Last month, the Lithuanian parliament voted a bill that opened up the country’s roads to autonomous vehicles. Though the topic of driverless cars still divides the public and raises questions, Lithuania aims to be a pioneer in the sector.
In Vilnius, on December 7th, the Seimas overwhelmingly approved bill to regulate driverless driving.
The law allows a self-driving car to drive independently over Lithuania’s roads. In other countries like auto-minded Germany, up to now, a self-driving car is only allowed when there is a human driver ready to take over control.
In November, in spite of still existing doubts over the legal aspects, a Navya Arma driverless electric shuttle was the first autonomous vehicle to be tested in Vilnius.
Therefore, Minister of Economy Virginijus Sinkevicius aimed to proceed the legal aspects of autonomous driving and push a bill to settle them.
“The main goal of the law is to allow such a vehicle to come to Lithuania and be tested in Lithuania,” he told Baltic News Service.
Nowadays, all around the world carmakers are developing prototypes for self-driving cars. Mass production of self-driving cars is expected to only take off after 2020.
But the topic still divides the public.
The believers see the advantages. Consulting firms estimate autonomous vehicles could eliminate 90% of all US auto accidents, prevent up to US$190 billion in damages and health-costs annually and save thousands of lives.
Furthermore, supporters believe it will increase welfare and commodity for the passengers and at a lower cost. Supporters say it will lead to a better traffic flow and therefore it will also contribute ecologically.

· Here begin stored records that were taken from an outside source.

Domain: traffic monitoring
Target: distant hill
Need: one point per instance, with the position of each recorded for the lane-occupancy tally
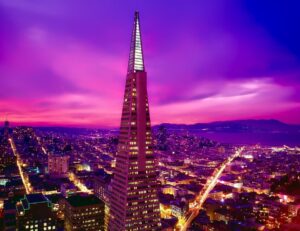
(269, 132)
(270, 126)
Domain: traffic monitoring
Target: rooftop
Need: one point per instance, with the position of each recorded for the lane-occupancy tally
(83, 200)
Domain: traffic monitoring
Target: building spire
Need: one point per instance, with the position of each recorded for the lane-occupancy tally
(136, 59)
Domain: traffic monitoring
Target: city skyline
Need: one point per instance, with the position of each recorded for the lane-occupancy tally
(65, 66)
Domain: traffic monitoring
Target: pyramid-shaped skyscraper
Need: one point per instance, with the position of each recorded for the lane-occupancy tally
(134, 203)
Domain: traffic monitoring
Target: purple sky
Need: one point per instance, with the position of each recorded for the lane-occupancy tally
(64, 62)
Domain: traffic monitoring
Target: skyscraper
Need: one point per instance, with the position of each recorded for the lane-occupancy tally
(134, 203)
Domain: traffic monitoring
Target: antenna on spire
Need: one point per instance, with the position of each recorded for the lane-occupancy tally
(136, 59)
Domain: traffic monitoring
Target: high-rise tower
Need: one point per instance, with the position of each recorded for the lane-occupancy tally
(134, 203)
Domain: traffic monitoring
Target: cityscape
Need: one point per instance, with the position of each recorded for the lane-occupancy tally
(139, 165)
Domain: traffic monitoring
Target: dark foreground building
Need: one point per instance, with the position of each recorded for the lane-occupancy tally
(35, 212)
(134, 202)
(84, 212)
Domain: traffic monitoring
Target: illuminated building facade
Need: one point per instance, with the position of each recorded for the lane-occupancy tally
(58, 165)
(134, 202)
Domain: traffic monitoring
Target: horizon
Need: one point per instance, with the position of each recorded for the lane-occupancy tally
(66, 67)
(80, 126)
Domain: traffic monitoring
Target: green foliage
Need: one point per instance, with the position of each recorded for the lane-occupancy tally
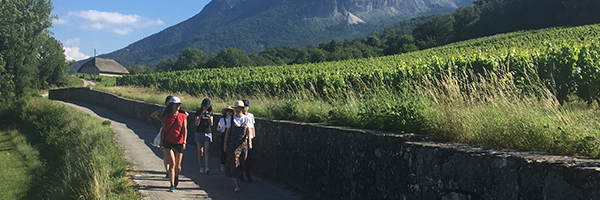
(30, 58)
(20, 164)
(82, 160)
(485, 54)
(106, 122)
(139, 69)
(475, 91)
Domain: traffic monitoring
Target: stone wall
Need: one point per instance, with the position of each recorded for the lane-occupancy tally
(342, 163)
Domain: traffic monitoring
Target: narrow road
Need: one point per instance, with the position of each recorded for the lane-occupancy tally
(136, 137)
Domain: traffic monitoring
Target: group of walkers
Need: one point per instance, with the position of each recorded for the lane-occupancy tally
(236, 132)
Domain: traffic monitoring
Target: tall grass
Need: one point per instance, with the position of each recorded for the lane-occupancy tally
(81, 158)
(19, 164)
(486, 109)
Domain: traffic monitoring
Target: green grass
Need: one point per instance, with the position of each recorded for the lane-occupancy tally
(80, 158)
(492, 91)
(19, 165)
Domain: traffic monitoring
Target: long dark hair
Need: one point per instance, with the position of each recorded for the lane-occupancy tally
(169, 109)
(168, 99)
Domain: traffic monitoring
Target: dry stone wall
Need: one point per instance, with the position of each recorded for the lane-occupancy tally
(341, 163)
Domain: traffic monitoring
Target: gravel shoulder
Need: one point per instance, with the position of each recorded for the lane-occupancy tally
(136, 137)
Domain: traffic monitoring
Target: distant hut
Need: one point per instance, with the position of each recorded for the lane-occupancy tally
(103, 67)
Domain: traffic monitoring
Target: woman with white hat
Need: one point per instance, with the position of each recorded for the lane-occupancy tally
(226, 113)
(236, 146)
(173, 139)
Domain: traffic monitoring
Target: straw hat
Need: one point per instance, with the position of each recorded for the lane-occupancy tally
(225, 110)
(175, 100)
(238, 104)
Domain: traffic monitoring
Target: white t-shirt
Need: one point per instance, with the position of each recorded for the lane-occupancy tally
(250, 117)
(243, 121)
(222, 124)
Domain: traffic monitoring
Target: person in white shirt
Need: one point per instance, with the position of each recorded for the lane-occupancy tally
(236, 147)
(226, 113)
(251, 135)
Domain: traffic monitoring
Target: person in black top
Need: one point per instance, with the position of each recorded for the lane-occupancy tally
(203, 135)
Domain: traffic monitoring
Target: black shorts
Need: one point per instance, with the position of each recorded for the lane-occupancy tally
(175, 147)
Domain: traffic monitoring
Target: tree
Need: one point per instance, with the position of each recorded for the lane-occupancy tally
(53, 67)
(139, 69)
(23, 29)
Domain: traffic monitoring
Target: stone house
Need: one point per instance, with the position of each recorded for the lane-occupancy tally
(103, 67)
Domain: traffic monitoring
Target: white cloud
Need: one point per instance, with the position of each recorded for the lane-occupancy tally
(72, 53)
(123, 31)
(58, 21)
(113, 21)
(72, 42)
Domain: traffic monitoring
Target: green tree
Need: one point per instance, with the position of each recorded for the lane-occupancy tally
(53, 67)
(23, 29)
(139, 69)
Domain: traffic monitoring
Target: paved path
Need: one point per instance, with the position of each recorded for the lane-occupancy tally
(136, 136)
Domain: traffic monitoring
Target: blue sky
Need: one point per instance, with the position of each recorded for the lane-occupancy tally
(109, 25)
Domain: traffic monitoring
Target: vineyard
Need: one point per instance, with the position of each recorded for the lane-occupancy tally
(517, 90)
(567, 55)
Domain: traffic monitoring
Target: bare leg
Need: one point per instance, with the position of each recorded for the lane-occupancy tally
(235, 182)
(170, 158)
(177, 164)
(206, 154)
(201, 151)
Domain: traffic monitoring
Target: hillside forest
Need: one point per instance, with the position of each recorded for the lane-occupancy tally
(484, 18)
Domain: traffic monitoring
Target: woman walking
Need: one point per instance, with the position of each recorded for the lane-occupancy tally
(173, 139)
(237, 144)
(158, 116)
(251, 134)
(203, 135)
(226, 113)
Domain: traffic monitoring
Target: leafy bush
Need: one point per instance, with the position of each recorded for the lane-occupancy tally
(82, 160)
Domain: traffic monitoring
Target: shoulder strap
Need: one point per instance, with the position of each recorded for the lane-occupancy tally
(176, 119)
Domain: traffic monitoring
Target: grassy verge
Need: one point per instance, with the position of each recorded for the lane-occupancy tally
(19, 165)
(487, 110)
(80, 158)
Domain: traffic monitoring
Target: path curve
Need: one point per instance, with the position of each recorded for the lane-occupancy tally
(136, 136)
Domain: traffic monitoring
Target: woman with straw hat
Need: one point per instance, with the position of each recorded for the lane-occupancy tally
(236, 146)
(226, 113)
(173, 139)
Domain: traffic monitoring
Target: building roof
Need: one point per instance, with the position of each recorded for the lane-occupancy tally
(105, 66)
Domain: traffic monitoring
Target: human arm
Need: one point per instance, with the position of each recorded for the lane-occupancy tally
(154, 115)
(162, 134)
(184, 132)
(226, 138)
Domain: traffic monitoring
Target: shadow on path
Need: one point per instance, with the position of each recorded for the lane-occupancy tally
(136, 138)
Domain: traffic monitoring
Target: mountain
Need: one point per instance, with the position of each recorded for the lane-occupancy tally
(253, 25)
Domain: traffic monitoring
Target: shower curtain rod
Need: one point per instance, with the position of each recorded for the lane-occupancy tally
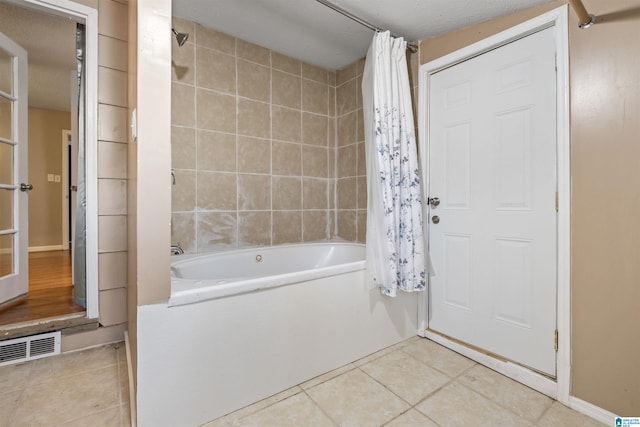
(412, 46)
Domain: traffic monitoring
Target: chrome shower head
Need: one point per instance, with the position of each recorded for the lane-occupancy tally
(181, 38)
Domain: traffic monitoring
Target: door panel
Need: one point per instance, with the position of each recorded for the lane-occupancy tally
(13, 172)
(492, 163)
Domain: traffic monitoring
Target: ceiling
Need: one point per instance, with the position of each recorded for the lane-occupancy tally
(312, 32)
(50, 44)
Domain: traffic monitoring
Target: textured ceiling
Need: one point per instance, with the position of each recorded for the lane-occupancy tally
(50, 45)
(310, 31)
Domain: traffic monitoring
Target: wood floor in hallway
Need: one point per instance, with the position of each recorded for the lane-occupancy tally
(50, 290)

Michal Štencl is the CEO of Sygic, Slovak company that produces navigation systems and holds world’s most installed offline GPS navigation app, is more nuanced. With plenty of field-experience, he takes notice of the recent evolutions in his blog.
He points also to the downside of autonomous cars. Self-driving cars will cause an apocalypse for the automotive industry that will affect millions of people and their families.
Štencl states that the new car will become a commodity and carmakers will compete with pricing and not through the car’s brand.
Other critics like Peter G. Neumann argue that software-related issues and hacking related to automation might be problematic.
And there are more risks. Due to the ease of use, the potential savings in travel time and cost could become an incentive to live far away and to use the car a lot. Something that will increase traffic congestion and fuel use, rather than decrease.
But the voting of the bill shows which side Lithuania’s on.
“The future is here. Let’s be brave and open the doors for those introducing innovations, including in the field of transport and communications,” Member of Parliament Gintaras Steponavicius said during a December Seimas’ plenary session.